Let’s recall the prior ROC curve and combine it with the bagged model.
#prepare bagged model for curve
> test.bagprob = predict(train_bag, type = “prob”, newdata = test)
> bagpred = prediction(test.bagprob[,2], test$class)
> bagperf = performance(bagpred, “tpr”, “fpr”)
> plot(perf, main=”ROC”, colorize=T)
> plot(bagperf, col=2, add=TRUE)
> plot(perf, col=1, add=TRUE)
> legend(0.6, 0.6, c(‘ctree’, ‘bagging’), 1:2)
As we could see from glancing at the confusion matrices, the bagged model outperforms the standard tree model. Finally, let’s have a look at the AUC (.992 with bagging versus .985 last time around)
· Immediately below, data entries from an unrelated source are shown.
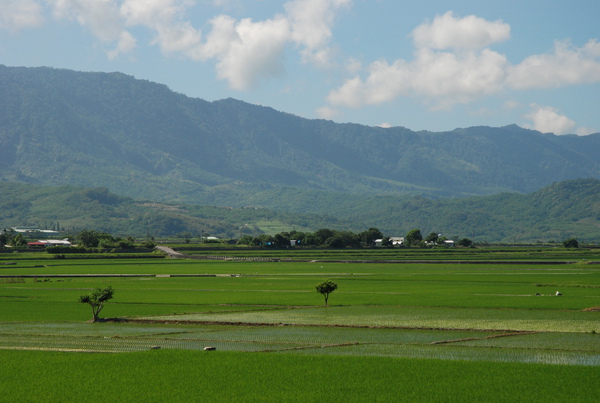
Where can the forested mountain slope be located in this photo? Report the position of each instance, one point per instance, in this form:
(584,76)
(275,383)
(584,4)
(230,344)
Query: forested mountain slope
(139,139)
(553,213)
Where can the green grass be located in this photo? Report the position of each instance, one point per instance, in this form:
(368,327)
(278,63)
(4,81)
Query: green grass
(182,376)
(393,332)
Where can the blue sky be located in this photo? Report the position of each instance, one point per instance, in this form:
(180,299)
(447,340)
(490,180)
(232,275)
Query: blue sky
(427,65)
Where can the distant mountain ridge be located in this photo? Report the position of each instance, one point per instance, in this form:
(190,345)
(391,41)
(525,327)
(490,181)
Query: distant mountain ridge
(140,139)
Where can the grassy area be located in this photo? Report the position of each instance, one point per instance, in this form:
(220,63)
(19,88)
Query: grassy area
(184,376)
(394,326)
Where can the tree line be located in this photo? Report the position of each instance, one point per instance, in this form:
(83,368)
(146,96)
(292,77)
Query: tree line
(329,238)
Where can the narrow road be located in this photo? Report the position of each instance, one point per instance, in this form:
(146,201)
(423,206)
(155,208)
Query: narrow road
(171,252)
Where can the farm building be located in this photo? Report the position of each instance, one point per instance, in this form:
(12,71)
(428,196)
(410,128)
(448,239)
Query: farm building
(42,243)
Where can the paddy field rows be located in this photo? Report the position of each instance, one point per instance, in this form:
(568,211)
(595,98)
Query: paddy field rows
(482,314)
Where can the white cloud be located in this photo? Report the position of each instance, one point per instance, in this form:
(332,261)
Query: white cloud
(548,120)
(247,51)
(311,22)
(453,64)
(166,18)
(449,32)
(20,14)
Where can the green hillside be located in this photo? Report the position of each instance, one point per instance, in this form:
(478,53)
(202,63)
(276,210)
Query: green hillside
(562,210)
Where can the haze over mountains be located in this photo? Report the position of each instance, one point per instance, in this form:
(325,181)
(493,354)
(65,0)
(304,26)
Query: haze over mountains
(139,139)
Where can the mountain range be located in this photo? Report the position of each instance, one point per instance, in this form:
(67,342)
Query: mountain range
(140,140)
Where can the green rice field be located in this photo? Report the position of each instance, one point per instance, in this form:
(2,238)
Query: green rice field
(430,320)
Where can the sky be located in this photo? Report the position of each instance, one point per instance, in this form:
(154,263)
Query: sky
(424,65)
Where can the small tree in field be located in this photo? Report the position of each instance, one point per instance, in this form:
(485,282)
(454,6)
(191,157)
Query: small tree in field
(326,288)
(96,300)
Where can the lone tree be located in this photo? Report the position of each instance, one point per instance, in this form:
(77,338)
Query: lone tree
(413,238)
(96,300)
(571,243)
(326,288)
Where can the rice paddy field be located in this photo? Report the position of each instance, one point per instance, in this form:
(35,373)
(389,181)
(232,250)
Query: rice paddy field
(396,329)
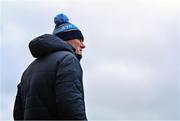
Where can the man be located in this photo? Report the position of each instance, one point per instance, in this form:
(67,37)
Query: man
(51,87)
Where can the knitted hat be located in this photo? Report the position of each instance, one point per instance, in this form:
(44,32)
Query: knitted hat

> auc.curve = performance(bagpred, “auc”)
> auc.curve
An object of class “performance”
Slot “x.name”:
[1] “None”
Slot “y.name”:
[1] “Area under the ROC curve”
Slot “alpha.name”:
[1] “none”
Slot “x.values”:
list()
Slot “y.values”:
[[1]]
[1] 0.9918244
Slot “alpha.values”:
list()
OK, more iterations to come boosting, random forest and no self-respecting data scientist would leave out logistic regression.
Cheers.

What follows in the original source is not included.